Accepting my place on the vet course at the University of Nottingham was both exciting and terrifying. In doing so I and my husband were giving up everything we had known so far in our adult lives, good jobs, a house in Oxfordshire and a strong social group, to move us into the unknown. Unable to spare much time we could only afford to spend a week looking at houses to buy, finding a nursery for our son and a livery yard for my horses. If I could offer one piece of advice for anyone who wants to relocate and not send their stress levels through the roof – spend more than a week finding out about the area.
Being on the vet course has given me experiences and tools for life that I doubt I would have ever found otherwise. I have grown in confidence, met amazing people and we have even decided to settle permanently in the area. We put a lot of research into preparing ourselves for this endeavour and it has paid off. Don’t get me wrong, it hasn’t been a walk in the park, funding the course has been difficult but it led to me setting up my own business which has helped support us through the last few years. The hours have been long and my five year old son had his own ‘work’ and ‘revision’ that he liked to do while I was studying for exams. My husband and I have come out of the process tired, poorer and with rather more grey hairs than we had when we started but I wouldn’t change what we have been through. We are stronger and more of a unit than ever before and graduating in front of my family this summer with honours has made it all worthwhile.

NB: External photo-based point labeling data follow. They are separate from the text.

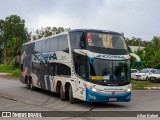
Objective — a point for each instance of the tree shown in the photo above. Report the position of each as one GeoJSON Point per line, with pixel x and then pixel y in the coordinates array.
{"type": "Point", "coordinates": [48, 31]}
{"type": "Point", "coordinates": [13, 34]}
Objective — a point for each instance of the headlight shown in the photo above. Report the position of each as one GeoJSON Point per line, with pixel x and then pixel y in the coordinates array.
{"type": "Point", "coordinates": [94, 90]}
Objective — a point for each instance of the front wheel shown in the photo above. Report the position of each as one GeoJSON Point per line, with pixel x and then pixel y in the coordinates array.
{"type": "Point", "coordinates": [71, 99]}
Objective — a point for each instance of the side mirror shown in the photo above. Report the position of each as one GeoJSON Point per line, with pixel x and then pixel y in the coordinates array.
{"type": "Point", "coordinates": [82, 44]}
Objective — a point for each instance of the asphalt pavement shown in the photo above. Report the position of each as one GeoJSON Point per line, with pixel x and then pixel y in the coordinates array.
{"type": "Point", "coordinates": [14, 96]}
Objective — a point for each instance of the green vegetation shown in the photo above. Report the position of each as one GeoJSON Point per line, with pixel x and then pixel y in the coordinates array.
{"type": "Point", "coordinates": [13, 71]}
{"type": "Point", "coordinates": [141, 85]}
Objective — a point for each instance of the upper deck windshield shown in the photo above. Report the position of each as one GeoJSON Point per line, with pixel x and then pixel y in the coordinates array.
{"type": "Point", "coordinates": [106, 40]}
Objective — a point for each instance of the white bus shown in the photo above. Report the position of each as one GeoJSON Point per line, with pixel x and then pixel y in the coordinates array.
{"type": "Point", "coordinates": [84, 64]}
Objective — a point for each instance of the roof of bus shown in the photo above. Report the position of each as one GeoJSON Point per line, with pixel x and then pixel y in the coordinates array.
{"type": "Point", "coordinates": [64, 33]}
{"type": "Point", "coordinates": [96, 30]}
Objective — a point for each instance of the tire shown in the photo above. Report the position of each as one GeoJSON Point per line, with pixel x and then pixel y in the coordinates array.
{"type": "Point", "coordinates": [147, 79]}
{"type": "Point", "coordinates": [28, 84]}
{"type": "Point", "coordinates": [62, 94]}
{"type": "Point", "coordinates": [71, 99]}
{"type": "Point", "coordinates": [31, 85]}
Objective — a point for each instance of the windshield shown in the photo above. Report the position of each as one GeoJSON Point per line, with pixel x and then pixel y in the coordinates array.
{"type": "Point", "coordinates": [157, 72]}
{"type": "Point", "coordinates": [144, 71]}
{"type": "Point", "coordinates": [110, 72]}
{"type": "Point", "coordinates": [106, 40]}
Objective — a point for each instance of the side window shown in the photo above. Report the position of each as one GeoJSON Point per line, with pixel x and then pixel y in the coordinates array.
{"type": "Point", "coordinates": [62, 42]}
{"type": "Point", "coordinates": [77, 38]}
{"type": "Point", "coordinates": [80, 63]}
{"type": "Point", "coordinates": [38, 47]}
{"type": "Point", "coordinates": [62, 69]}
{"type": "Point", "coordinates": [45, 45]}
{"type": "Point", "coordinates": [53, 43]}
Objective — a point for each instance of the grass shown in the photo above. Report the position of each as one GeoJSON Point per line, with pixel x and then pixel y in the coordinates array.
{"type": "Point", "coordinates": [136, 85]}
{"type": "Point", "coordinates": [141, 85]}
{"type": "Point", "coordinates": [13, 72]}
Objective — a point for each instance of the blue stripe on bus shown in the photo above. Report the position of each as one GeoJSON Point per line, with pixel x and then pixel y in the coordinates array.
{"type": "Point", "coordinates": [97, 97]}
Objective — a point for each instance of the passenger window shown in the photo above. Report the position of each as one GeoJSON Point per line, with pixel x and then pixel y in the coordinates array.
{"type": "Point", "coordinates": [77, 40]}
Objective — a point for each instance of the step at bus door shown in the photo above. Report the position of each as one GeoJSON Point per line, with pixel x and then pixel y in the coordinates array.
{"type": "Point", "coordinates": [81, 89]}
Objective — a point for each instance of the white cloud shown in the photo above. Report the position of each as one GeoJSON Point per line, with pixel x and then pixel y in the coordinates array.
{"type": "Point", "coordinates": [137, 18]}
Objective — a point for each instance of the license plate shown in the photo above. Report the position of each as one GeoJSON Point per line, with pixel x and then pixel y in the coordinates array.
{"type": "Point", "coordinates": [112, 99]}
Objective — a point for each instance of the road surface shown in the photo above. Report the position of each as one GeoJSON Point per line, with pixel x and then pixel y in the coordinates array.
{"type": "Point", "coordinates": [14, 96]}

So, I offer the following advice to anyone wanting to make a big career change:
Make sure it’s something you really want to do. If you can’t see yourself doing anything else then go for it. If you can then don’t. There are times where the whole process seems completely overwhelming. To get through them you have to really want your goal. Those who don’t make it are the ones who aren’t sure it’s truly what they want. If things seem too tough, remember why you’re doing this in the first place.
Prepare thoroughly. Find out what hoops you need to jump through to get on the course and jump through them. If you need to get further qualifications or improve the ones you already have then arrange for this to happen. If you are not willing or comfortable doing this then maybe that’s an indication that it isn’t the right career for you.
Get your finances in order. A career change is generally not a cheap option. Whether it’s taking a pay cut while you work your way back up the ranks or becoming a full time student, investigate financial options in plenty of time and start saving. There’s nothing worse than not being able to finish a course because you can’t afford the tuition fees.
Brush up on your study skills. There are lots of brilliant resources available online and in book shops to help you study effectively. If you are older, it can feel as if your brain has to work harder to keep up. By revising how to revise and other useful skills you soon remember how to work.
Finally, enjoy it. Remember why you are doing it and who you are doing it for. You have chosen this path – enjoy the ride.